Things have been rather wild in Jimmy-world lately. Working at the Library in town, doing media/press for a local Mayor's re-election campaign, finding and writing grants for a Children's Literacy campaign, plus all the responsibilities of a church musician. Not that the wildness has been a bad thing, just a wild thing.
For some reason, I have been consumed with reading over the past few months....even to the point where I have neglected my writing and music. All this has thrown me off-kilter somewhat. Not good, Jimbo.
It's been a year ago this week that I was in the hospital with a "mild" heart episode and was made to realize that it was time for me to leave my newspaper job and find something else. However, the downside of working for the paper was I kinda lost my touch of writing for the fun of it....for the enjoyment...for the God of it. It has been a week of thinking back on that time and figuring out where I am now. But, as Jeremiah tells us, God knows the plans for my life better than I could ever could. (Jer. 29:11).
My time seems to be consumed with concern over a family member who is struggling with alcoholism and pharmaceuticals. Not admitting the problem, this person continues to create a lot of worry and stress, yet I still feel the need to fix it. There doesn't seem to be anybody here on earth for me to talk with about it...friends are all facing their own crises and I don't need to add to their burdens (or allow them to add their burdens to mine). I just want someone to listen to me. Because of the family situations and dynamics, I am not able to go a minister...been to a Christian counselor, but that didn't help except to spend an excessive amount of money and creating more debt.

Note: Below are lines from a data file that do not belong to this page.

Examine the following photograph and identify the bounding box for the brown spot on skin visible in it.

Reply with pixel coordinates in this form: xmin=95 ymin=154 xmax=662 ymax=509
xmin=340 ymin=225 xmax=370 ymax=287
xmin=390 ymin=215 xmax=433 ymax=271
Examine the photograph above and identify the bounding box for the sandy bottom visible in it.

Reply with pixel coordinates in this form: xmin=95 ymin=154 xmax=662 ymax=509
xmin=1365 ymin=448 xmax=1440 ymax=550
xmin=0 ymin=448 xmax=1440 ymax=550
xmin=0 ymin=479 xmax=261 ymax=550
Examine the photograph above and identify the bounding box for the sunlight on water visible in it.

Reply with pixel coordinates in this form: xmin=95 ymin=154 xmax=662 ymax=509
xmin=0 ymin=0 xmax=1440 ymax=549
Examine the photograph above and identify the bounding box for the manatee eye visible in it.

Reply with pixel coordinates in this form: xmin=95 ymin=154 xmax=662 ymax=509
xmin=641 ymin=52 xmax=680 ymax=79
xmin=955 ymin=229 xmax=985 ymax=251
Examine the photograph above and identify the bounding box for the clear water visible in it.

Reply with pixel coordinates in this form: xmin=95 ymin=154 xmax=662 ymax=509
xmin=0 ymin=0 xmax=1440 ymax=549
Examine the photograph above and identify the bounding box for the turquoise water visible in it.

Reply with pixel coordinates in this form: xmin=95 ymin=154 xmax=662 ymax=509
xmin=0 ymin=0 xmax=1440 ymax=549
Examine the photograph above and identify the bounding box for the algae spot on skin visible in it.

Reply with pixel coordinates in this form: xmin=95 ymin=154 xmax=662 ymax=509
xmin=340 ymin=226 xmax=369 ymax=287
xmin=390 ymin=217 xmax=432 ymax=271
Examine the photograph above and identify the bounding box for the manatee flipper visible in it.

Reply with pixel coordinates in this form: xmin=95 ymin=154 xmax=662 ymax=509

The bright side is that I am really, really blessed with a good family, friends, and church family. I just hate feeling that I need to keep "the Christian happy mask" on all the time when I would just like to crawl into bed for awhile....or camp out on the sofa in the sunroom....or go to the beach....or the mountains...just go somewhere. But, I do know that God is walking with me. Guiding. Nudging. Whispering. Hugging. Letting me know that He is in charge and I really don't need to worry. So, I'm working on that half (the worrying part, that is), and it is working better with each day.
I knew I could get some thoughts out here on "Being God's"...whether anyone reads or not. This was my intent in the beginning; to share about the struggles and joys of a single guy trying to live a life for God in a very hostile world.
Until then, for today this has been the gospel according to Jimmy.